In the end, the incision healed well for my husband. He had no infections. Because of the stroke, he wasn't able to learn how to care for his ostomy completely by himself, so I had to do that for him (draining it and changing it). It wasn't too bad. He had the ostomy for a little longer than he absolutely "needed" to have it because the surgeon said with having more chemo, the diarrhea was less messy to handle with the ostomy than running through the normal exit. (Boy, is that true!). He had the ileostomy reversed in September 2002 and that surgery went very well too - no infection, very little discomfort (he took nothing stronger than aspirin). One thing we didn't count on was having to retrain the rectum for bowel movements - that was a dismal discovery that there was a complete lack of bowel control at first. A nurse at MD Anderson sent me a package of information about regaining fecal continence (can't think of her name, but you can do a Google search and get to the info). Your surgeon might also provide information about this.
Two years later, my husband is healed from the surgery - he had a colonoscopy in 2003 and it was all clear. Unfortuneately, there are mets to his lungs that were discovered in October 2003. Hope this doesn't bum you out, but the goal of this is to make you positive about the surgery and the ileostomy. It wasn't as bad as we anticipated and if the lung mets hadn't happened, everything would be great! My husband has almost fully recovered from his stroke. Sorry if this is too much information.

Moesimo's picture
Moesimo
Posts: 1075
Joined: Aug 2003

Make sure he sees the ostomy nurse for the marking for the stoma.
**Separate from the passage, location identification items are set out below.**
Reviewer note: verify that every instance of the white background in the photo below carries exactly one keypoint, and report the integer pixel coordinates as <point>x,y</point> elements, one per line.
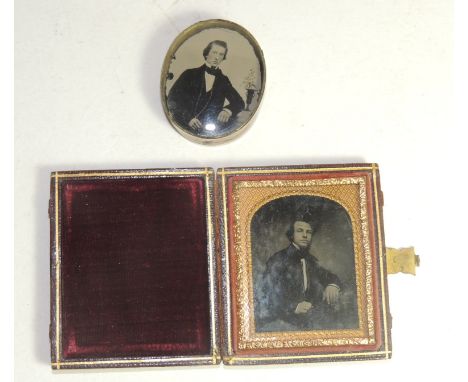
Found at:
<point>347,81</point>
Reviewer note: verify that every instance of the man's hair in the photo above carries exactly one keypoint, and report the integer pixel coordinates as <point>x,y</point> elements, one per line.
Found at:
<point>215,42</point>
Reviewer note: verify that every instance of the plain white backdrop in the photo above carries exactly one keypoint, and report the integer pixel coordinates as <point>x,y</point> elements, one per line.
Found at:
<point>347,81</point>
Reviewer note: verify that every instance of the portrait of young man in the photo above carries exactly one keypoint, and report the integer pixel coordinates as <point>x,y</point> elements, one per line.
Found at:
<point>296,292</point>
<point>203,98</point>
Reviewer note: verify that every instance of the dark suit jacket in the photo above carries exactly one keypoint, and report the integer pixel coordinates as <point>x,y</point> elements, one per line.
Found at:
<point>188,98</point>
<point>283,283</point>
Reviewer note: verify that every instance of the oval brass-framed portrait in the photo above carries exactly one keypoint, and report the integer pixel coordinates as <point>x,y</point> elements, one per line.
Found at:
<point>212,81</point>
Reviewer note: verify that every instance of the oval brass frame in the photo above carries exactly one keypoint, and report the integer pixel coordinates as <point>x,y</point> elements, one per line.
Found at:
<point>177,43</point>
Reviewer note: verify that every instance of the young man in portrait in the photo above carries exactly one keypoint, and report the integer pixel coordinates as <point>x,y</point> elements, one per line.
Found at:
<point>203,97</point>
<point>297,290</point>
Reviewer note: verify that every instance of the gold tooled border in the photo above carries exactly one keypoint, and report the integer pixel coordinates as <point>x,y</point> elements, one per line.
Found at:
<point>381,257</point>
<point>365,334</point>
<point>214,358</point>
<point>223,172</point>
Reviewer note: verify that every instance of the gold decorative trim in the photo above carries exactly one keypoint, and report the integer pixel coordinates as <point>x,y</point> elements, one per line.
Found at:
<point>125,173</point>
<point>227,282</point>
<point>58,350</point>
<point>210,262</point>
<point>131,361</point>
<point>233,360</point>
<point>248,338</point>
<point>291,170</point>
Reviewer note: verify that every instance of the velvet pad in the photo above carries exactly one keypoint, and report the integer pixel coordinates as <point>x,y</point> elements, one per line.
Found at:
<point>134,278</point>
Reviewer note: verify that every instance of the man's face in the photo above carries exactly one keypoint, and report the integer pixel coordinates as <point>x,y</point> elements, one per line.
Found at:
<point>302,234</point>
<point>215,55</point>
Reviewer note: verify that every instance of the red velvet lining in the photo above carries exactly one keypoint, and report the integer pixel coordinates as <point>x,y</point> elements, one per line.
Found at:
<point>134,268</point>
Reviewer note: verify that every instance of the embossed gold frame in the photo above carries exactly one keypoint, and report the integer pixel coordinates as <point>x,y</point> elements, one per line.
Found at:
<point>170,55</point>
<point>356,187</point>
<point>57,361</point>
When he wakes up from the surgery, he will have a tube in his nose to drain the stomach. this prevents vomiting. He will have a catheter to drain urine and a tube near the incision to drain blood. I had the epidural for pain control. It worked great for me. Ask anesthesia about this on his visit with them. I would bring his list of questions to the surgeon on the preop visit. that way he won't forget anything. Good luck.

kangatoo's picture
kangatoo
Posts: 2115
Joined: Feb 2004

Hi Kellie--pretty much all been said above so I will offer you our luv and prayers and wish you would pass this on to your hubby.He will do fine after surgery--just give him all the luv andsupport yu can muster.There will be highs and lows but improvement will come in time.
luv and best wishes-kanga n Jen

KelliK
Posts: 11
Joined: Feb 2004

My husband and I are so grateful to each and everyone of you for your responses. You all radiate such love and caring. Its overwhelming. Thank you so much.